显然,这个文件里面主要包括faster-rcnn的相关内容,里面指定了faster-rcnn的extractor(就是对图像进行各种卷积操作得到最终生成anchor的特征图的那部分网络)、rpn和head使用什么结构,整个网络的前向过程,以及网络的预测过程。该类中定义了一个_suppress函数,目的是对整个网络预测产生的所有bbox进行NMS从而得到最终所需的结果。(请注意,该类并没有定义网络各部分具体的结构如rpn,extractor等,这些组件的具体实现在该类的一个子类faster-rcnn-vgg16中具体定义,这意味着你可以重写faster-rcnn-vgg16中的内容已实现各种不同网络主体结构的faster-rcnn

class FasterRCNN(nn.Module):
    """Base class for Faster R-CNN.

    This is a base class for Faster R-CNN links supporting object detection
    API [#]_. The following three stages constitute Faster R-CNN.

    1. **Feature extraction**: Images are taken and their \
        feature maps are calculated.
    2. **Region Proposal Networks**: Given the feature maps calculated in \
        the previous stage, produce set of RoIs around objects.
    3. **Localization and Classification Heads**: Using feature maps that \
        belong to the proposed RoIs, classify the categories of the objects \
        in the RoIs and improve localizations.

    Each stage is carried out by one of the callable
    :class:`torch.nn.Module` objects :obj:`feature`, :obj:`rpn` and :obj:`head`.

    There are two functions :meth:`predict` and :meth:`__call__` to conduct
    object detection.
    :meth:`predict` takes images and returns bounding boxes that are converted
    to image coordinates. This will be useful for a scenario when
    Faster R-CNN is treated as a black box function, for instance.
    :meth:`__call__` is provided for a scnerario when intermediate outputs
    are needed, for instance, for training and debugging.

    Links that support obejct detection API have method :meth:`predict` with
    the same interface. Please refer to :meth:`predict` for
    further details.

    .. [#] Shaoqing Ren, Kaiming He, Ross Girshick, Jian Sun. \
    Faster R-CNN: Towards Real-Time Object Detection with \
    Region Proposal Networks. NIPS 2015.

    Args:
        extractor (nn.Module): A module that takes a BCHW image
            array and returns feature maps.
        rpn (nn.Module): A module that has the same interface as
            :class:`model.region_proposal_network.RegionProposalNetwork`.
            Please refer to the documentation found there.
        head (nn.Module): A module that takes
            a BCHW variable, RoIs and batch indices for RoIs.
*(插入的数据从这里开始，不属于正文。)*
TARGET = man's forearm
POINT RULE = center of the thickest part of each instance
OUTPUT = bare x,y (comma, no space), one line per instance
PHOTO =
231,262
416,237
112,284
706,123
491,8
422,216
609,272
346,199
This returns class
            dependent localization paramters and class scores.
        loc_normalize_mean (tuple of four floats): Mean values of
            localization estimates.
        loc_normalize_std (tupler of four floats): Standard deviation
            of localization estimates.

    """

    def __init__(self, extractor, rpn, head,
                loc_normalize_mean = (0., 0., 0., 0.),
                loc_normalize_std = (0.1, 0.1, 0.2, 0.2)
    ):
        super(FasterRCNN, self).__init__()
        self.extractor = extractor
        self.rpn = rpn
        self.head = head

        # mean and std
        self.loc_normalize_mean = loc_normalize_mean
        self.loc_normalize_std = loc_normalize_std
        self.use_preset('evaluate')

    @property
    def n_class(self):
        # Total number of classes including the background.
        return self.head.n_class

    def forward(self, x, scale=1.):
        """Forward Faster R-CNN.

        Scaling paramter :obj:`scale` is used by RPN to determine the
        threshold to select small objects, which are going to be
        rejected irrespective of their confidence scores.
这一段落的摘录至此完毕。